Phase-Dependent Spectral Shape Changes in the Ultraluminous X-Ray Pulsar NGC 5907 ULX1

TL;DR

This study analyzes phase-resolved X-ray spectra of the ultraluminous X-ray pulsar NGC 5907 ULX1, revealing phase-dependent spectral changes and suggesting an asymmetric magnetosphere geometry around the neutron star.

Contribution

First broadband spectral analysis of NGC 5907 ULX1 showing phase-dependent spectral shape changes and insights into the magnetosphere's asymmetric structure.

Findings

Disk component is phase-invariant with a low inclination angle.

Power law component varies with phase, indicating asymmetric magnetosphere.
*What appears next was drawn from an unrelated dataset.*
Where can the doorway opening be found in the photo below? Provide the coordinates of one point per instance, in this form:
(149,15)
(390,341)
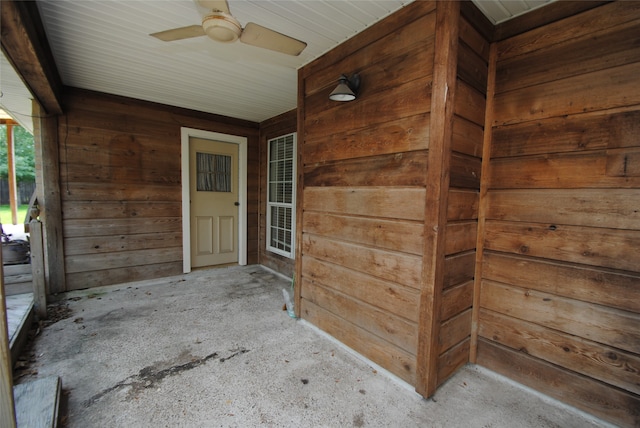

Hotter regions near magnetic poles become visible before pulse peak.

Abstract

Discovery of coherent pulsations from several ultraluminous X-ray pulsars (ULXPs) has provided direct evidence of super-critical accretion flow. However, geometrical structure of such accretion flow onto the central neutron star remains poorly understood. NGC 5907 ULX1 is one of the most luminous ULXPs with the luminosity exceeding $10^{41}~{\rm erg~s^{-1}}$. Here we present a broadband X-ray study of this ULXP using the data from simultaneous observations with XMM-Newton and NuSTAR conducted in July 2014. The phase-resolved spectra are well reproduced by a model consisting of a multicolor disk blackbody emission with a temperature gradient of $p = 0.5~(T \propto r^{-p})$ and a power law with an exponential cutoff. The disk component is phase-invariant, and has an innermost temperature of $\sim 0.3~{\rm keV}$. Its normalization suggests a relatively low inclination angle of the disk, in contrast to the previous claim in other literature. The power law component, attributed to the emission from the accretion flow inside the magnetosphere of the neutron star, indicates phase-dependent spectral shape changes; the spectrum is slightly harder in the pre-peak phase than in the post-peak phase. This implies that the magnetosphere has an asymmetric geometry around the magnetic axis, and that hotter regions close to the magnetic pole become visible before the pulse peak.